And then just, you know, one thing going forward — not right now — but the IRS in June — seems like an eternity ago, but June of 2019 — proposed a GILTI high-tax exception, which would just be prospective — is just available prospectively. So a lot of taxpayers are waiting on those regs being finalized. And if folks find themselves with that unwelcome combination of current-year losses at the shareholder level, but also paying GILTI, then potentially a GILTI high-tax election can reduce or eliminate GILTI and make that, and improve people’s situation. There are some aspects of the GILTI, of the high-tax election, that are challenging for folks. A lot of comments came in, and are being considered of course, regarding the five-year lock-in period — if you make the election, you’ve got to stick with it for five years; that’s a lot for folks. It’s a [qualified-business-unit-by-qualified-business-unit (QBU-by-QBU)] computation, which coming from someone who loves section 987, I think that’s great; it’s a lot of fun. But for taxpayers, it’s a challenge. I’m one of the three people who thinks, who says “987” and “great” in the same sentence. But so that's a challenge for people to navigate potentially, just the complexity involved there. And then there — you know, you might think, “OK, gosh, this QBU,” you might look very quickly and look at the foreign return and say, “Hey, I do have a high-tax QBU here. Look at my foreign effective rate.” But there can be timing differences, which I'm assuming are magnified in sort of volatile economic conditions, and CFCs can have different U.S. and foreign tax years, so there might be situations where people think they have a higher effective tax rate than they actually have. So there’s probably a significant amount of modeling to think about as they, as folks consider whether or not a GILTI high-tax election is going to be helpful going forward.

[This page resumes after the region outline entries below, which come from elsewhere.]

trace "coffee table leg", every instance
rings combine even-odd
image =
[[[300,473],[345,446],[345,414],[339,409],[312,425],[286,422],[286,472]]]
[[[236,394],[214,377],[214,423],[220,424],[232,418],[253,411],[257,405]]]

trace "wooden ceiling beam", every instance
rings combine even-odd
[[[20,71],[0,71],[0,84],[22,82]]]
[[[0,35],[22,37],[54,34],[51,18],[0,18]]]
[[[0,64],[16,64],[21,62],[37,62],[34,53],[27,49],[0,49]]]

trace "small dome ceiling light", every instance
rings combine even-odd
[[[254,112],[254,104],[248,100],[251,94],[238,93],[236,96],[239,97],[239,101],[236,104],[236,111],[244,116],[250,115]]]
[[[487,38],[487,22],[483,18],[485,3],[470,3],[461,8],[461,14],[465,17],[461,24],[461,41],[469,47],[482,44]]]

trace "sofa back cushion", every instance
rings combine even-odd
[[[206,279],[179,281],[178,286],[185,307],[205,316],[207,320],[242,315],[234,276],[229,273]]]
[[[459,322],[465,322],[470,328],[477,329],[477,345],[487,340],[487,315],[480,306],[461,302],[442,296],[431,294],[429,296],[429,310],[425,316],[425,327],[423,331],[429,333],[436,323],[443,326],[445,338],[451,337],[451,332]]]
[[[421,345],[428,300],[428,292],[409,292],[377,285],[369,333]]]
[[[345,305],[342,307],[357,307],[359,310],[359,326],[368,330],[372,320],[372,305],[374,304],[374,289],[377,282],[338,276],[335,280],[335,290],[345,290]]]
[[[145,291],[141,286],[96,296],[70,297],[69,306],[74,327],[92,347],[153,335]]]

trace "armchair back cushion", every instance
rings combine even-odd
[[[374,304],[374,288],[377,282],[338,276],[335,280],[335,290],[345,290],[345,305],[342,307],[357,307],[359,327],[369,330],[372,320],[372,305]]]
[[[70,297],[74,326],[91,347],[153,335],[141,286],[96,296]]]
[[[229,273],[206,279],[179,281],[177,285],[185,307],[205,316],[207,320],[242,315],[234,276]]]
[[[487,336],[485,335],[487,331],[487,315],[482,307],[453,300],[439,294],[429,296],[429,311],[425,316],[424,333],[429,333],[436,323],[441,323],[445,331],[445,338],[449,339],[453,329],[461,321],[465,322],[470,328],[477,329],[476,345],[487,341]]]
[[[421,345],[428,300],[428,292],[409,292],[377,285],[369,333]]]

Griffith: Excellent, thank you. The questions that we’ve gotten in, I can tell that the tax community genuinely cares about the IRS and how hard they’re working. There have been a lot of really interesting questions, and we’ll try to get through a few of them here. One we got — and Mike, you can probably address this — is whether there’s a sense at Treasury and within IRS that if you got significant information technology upgrades, does that make the agency more capable of digital filings, other digital documents?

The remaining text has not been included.